Doña Angustias también está deseando despedir este año de ansiedad y de peste.
Teniendo en cuenta lo que ya todos sabemos, sumando que no se habla con su mejor amiga desde la última vez que salieron -y las multaron-, este año no puede ser más nefasto. Bueno, sí que podría serlo, no tentemos a la suerte.
Teniendo en cuenta cómo está la cosa, doña Angustias se despierta todos los días dando gracias por estar viva y -aparentemente- sana. Es lo que tiene ser hipocondríaca, que con cualquier cosita ella se siente agradecida.
A la señora Ansiedades la recorre un sudor frío cada vez que piensa que ahora, con tantas tecnologías, cualquiera puede toquetear sus dineros y, de pronto, dejarla sin plumas y cacareando. Pocas cosas hay que la agobien más que ver -aunque sea en su imaginación- la cuenta del banco vacía: «A ver cómo demuestro yo que antes había tanto y ahora no hay nada, con lo cabrones que son esta gente. Y más como está la cosa, que va a meter un explotío no se sabe muy bien por dónde; pero lo va a dar. Y gordo».
Rumiando, se ve en la calle, tirada, en harapos, porque siendo una homeless no podría llevar su fabuloso vestidor consigo. Se le ponen los ojos como dos platos llanos, respira hondo, se dirige a uno de sus tesoros más preciados y empieza a pensar en todos los looks que puede crear con todo lo que hay ahí.
Entra en bucle gordo, su cabeza no puede parar de pensar en todos los atuendos posibles, sin retener ninguno, en todas las fotos que tiene en la carpeta del móvil para coger ideas y siente que la cabeza le va a estallar: «Tiene dos pares de cojones que me esté agobiando por la cantidad de conjuntitos monos que pueden salir de aquí». Y es que aunque doña Angustias sea una agoniosa, es consciente de que la mayoría de sus paranoias son los llamados «problemas de primer mundo», pamplinas varias que, en verdad, casi nunca suelen tener importancia.
Se acuerda de su amiga Lola, de la que ha ignorado los innumerables mensajes, llamadas e incluso flores, reclamando su perdón. Mira el móvil como la que mira el Everest para escalarlo, lo coge y escribe: Hola, Lola. ¿Cómo estás? Esta tarde voy a ir a La Atenea, por si te apetece pasarte. Ya me dices. Con la situación cómo está, quiere arreglar lo que sí puede de este año de ansiedad.

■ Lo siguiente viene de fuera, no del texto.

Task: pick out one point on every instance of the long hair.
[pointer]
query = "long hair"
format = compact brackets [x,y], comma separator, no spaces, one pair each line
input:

Todavía está el mensaje viajando por la invisibilidad de las redes y ya está la Aliloi contestando: Del tirón. Nos vemos allí a las cuatro (emoticono de palmitas). Doña Angustias se sonríe y piensa que no está la cosa como para dejar de ver a su mejor amiga; al fin y al cabo, si tanto interés tenía por irse aquella última noche que salieron, ella es la que debería haber estado pendiente del reloj antes de que la policía las sorprendiera de jaraneo en aquel bar.
Así que, frente al armario, escoge los trapos que la acompañarán a la reconciliación con Lola. Eso sí, cuando se vayan de la cafetería, una media hora antes de lo que estipula la normativa pandémica para el cierre de lo «no esencial» -esto sería sobre las 17,30- vueltecita y para casa. Es lo que tiene este año de ansiedad. No queda otra.
«Quién me ha visto y quién me ve», se dice para sí, ansiando que se acabe este año porquerioso.